Unfortunately, that is where this confrontation leads us: away from cooperative federalism and towards a defensive federalism in which states try to insulate themselves from constitutional offices that have become adversarial. The Sarkaria Commission warned decades ago that the misuse of the Governor’s office would erode trust and provoke confrontation. That warning now appears prophetic.
Governors are not elected. Yet their actions increasingly shape legislative functioning and public discourse. When a Governor walks out of the House, he is not embarrassing the government. He is disregarding the mandate of the electorate. When a Governor edits or refuses to read a Cabinet-approved speech, he is not defending the Constitution. He is overriding democratic choice.

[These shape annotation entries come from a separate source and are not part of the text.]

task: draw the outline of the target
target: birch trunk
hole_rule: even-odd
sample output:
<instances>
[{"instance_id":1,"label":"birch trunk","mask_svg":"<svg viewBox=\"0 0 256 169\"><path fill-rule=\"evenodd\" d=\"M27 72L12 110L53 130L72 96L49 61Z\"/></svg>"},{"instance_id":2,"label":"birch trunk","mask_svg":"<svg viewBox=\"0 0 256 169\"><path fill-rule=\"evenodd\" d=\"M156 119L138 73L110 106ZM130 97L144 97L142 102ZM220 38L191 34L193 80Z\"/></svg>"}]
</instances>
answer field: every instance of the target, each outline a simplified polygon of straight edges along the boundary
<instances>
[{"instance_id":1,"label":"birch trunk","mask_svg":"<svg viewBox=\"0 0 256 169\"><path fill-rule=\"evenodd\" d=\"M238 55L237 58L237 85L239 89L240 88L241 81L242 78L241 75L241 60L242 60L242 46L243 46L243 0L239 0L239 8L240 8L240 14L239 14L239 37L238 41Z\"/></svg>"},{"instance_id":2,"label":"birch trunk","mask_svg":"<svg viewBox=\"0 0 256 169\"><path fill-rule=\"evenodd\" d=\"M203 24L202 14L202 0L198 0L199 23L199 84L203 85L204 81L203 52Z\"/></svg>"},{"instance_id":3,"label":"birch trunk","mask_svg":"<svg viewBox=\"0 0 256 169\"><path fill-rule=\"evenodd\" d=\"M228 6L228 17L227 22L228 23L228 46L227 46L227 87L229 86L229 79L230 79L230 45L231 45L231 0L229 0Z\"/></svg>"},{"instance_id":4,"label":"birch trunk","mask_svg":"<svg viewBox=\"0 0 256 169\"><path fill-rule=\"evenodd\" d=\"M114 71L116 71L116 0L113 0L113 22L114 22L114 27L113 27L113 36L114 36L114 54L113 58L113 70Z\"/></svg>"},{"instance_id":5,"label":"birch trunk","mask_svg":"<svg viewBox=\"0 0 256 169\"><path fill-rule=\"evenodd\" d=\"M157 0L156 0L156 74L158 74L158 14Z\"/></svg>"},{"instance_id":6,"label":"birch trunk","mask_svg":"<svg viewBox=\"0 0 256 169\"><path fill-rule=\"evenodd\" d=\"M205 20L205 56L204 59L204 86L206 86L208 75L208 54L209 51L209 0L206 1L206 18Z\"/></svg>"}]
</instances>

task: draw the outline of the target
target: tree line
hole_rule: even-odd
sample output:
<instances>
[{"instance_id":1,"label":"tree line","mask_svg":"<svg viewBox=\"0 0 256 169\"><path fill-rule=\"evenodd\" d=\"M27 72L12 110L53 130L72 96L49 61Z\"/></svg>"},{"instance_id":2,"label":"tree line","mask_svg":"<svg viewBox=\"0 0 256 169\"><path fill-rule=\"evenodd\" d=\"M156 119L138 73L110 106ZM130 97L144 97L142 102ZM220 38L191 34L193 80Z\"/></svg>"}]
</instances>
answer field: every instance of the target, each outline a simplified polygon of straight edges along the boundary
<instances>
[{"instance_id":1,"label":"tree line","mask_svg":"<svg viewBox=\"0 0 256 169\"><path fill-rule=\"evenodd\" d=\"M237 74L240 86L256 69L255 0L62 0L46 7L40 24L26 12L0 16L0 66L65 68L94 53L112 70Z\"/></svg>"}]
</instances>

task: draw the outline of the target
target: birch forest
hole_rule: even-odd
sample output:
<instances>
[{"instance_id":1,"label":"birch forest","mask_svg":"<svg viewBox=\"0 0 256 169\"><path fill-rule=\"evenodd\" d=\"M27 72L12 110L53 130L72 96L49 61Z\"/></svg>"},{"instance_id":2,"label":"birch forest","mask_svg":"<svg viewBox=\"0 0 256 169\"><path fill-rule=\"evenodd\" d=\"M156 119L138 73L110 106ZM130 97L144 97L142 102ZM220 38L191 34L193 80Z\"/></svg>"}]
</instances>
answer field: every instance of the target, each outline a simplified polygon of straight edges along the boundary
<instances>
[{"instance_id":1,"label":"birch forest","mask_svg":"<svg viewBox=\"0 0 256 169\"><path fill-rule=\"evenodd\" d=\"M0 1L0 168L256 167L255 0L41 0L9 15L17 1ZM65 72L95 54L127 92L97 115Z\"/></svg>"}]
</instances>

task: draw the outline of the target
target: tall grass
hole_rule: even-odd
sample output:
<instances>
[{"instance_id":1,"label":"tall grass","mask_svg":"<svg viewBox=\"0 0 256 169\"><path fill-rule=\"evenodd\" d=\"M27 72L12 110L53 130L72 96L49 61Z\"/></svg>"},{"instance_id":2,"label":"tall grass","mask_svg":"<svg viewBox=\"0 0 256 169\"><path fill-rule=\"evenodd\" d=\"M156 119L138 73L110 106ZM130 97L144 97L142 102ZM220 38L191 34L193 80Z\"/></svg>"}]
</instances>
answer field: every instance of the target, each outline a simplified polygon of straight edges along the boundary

India’s Constitution relies not only on written provisions but on restraint, convention, and good faith. When those disappear, no amount of legal text can save institutions from decay.
What happened in Tamil Nadu and Kerala is therefore not a regional quarrel. It is a national warning. If constitutional offices are allowed to be weaponised to discipline states, the federal idea itself is diminished. The question before us is stark: Will India remain a Union of states governed by constitutional trust, or drift towards a system where unelected authorities routinely undermine elected governments?
The answer will define the future of Indian federalism.
(P John J Kennedy, educator and political analyst based in Bengaluru. This is an opinion article and the views expressed above are the author’s own. The Quint neither endorses nor is responsible for them.)